Maybe I’ll keep going this time.
It got cold recently. Cold, as in the normal temperature for mid-November in Ontario. Before last week, we were basking in day after day of +15 weather. Some days went above 20 degrees.
And of course, the cold came all of a sudden and it brought reality with it.
All of the energy and excitement of summer has drained away. One look outside - the grey, the snow, the bare trees - it’s easier to just stay in and not deal with groceries or real life.
The sudden arrival of deep winter this year feels personal. Like an attack on all the forward momentum I wanted to build up. If I felt stuck before now it’s like someone gave me a shovel to start digging.
I need change and winter is standing in my way. Maybe I have too many big needs right now: a new apartment, a new job, a new diet, new friends, a new family, plus also, new rules in my relationship. Hopefully not a new one of those too.
It sounds like I want to be a new person. Maybe, as I get closer to 40, I actually do and I feel the weight of that need holding my feet in place. It’s scary.
Do I stand still and sink deeper into the Swamps of Sadness? That’s not really an option is it.
But since winter and rental prices have halted my “new me” train I decided on the next best thing: rearrange the entire layout of my apartment. It’s the closest to ‘new’ as I’m going to get right now.
I do this often. Move my furniture around. Especially when I feel stuck and as I just compared my life to being in the Swamps of Sadness, any movement is welcome.
I think reorienting your home from time to time is a good thing to do. I’m a firm believer that physical change precedes mental/internal change. So when I need new energy and new thoughts - I start with my furniture.
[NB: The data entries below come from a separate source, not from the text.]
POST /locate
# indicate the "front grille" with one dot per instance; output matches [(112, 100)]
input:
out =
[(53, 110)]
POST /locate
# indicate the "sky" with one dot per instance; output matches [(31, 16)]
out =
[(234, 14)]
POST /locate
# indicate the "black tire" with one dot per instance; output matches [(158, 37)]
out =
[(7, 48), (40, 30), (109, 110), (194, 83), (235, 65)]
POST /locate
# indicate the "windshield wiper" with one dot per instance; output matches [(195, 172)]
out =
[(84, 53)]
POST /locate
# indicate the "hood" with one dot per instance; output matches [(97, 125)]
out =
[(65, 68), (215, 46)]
You have to learn to navigate your space in new ways. Much like navigating unexplored mental pathways, walking around a newly placed bed or coffee table without stubbing your toe can be tricky but the fresh perspective you get is worth it.
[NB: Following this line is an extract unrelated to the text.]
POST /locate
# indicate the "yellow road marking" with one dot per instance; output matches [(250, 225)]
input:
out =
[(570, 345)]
I like my new layout. It’s cozier and it gives me more space for yoga or something. But it’s not entirely permanent. I’ll have to move things around pretty soon since I want to host Christmas dinner at my place this year. My desk, chairs and couch will need new homes for the evening. So many news all of a sudden! Maybe it’s an important reminder that life is always only in a state of flux. No permanent state exists, only temporary stops on the way to new configurations that will change again in their own time.
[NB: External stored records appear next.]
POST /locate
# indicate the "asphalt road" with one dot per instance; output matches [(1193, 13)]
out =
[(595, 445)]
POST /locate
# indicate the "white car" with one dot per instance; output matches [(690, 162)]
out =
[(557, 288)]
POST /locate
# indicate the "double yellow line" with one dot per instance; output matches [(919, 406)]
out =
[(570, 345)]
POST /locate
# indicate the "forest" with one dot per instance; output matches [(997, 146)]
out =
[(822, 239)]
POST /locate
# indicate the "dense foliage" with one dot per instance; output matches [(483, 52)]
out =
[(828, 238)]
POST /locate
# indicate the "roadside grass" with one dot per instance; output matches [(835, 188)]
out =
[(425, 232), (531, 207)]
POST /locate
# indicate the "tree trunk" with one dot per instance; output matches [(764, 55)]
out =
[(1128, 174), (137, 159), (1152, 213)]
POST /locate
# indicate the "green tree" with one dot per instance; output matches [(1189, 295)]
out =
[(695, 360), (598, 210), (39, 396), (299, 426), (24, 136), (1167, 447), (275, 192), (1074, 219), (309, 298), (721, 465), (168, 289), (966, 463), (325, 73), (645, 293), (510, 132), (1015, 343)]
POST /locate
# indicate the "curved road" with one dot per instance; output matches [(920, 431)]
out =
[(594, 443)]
So am I really in a stagnating? Maybe it’s not winter weighing me down. It’s the realization that the momentum of the 38 years I’ve lived thus far isn’t going to take me much farther.
My new momentum will start inside. I move my bed. Watch TV on a different wall. Stub my toes a few times as I walk around in my ‘new apartment’. Maybe winter’s aggressive arrival is meant to wake me up to the obvious truth that change and growth take time. Even if it hurts along the way, slow is not stopped and fresh momentum is still possible.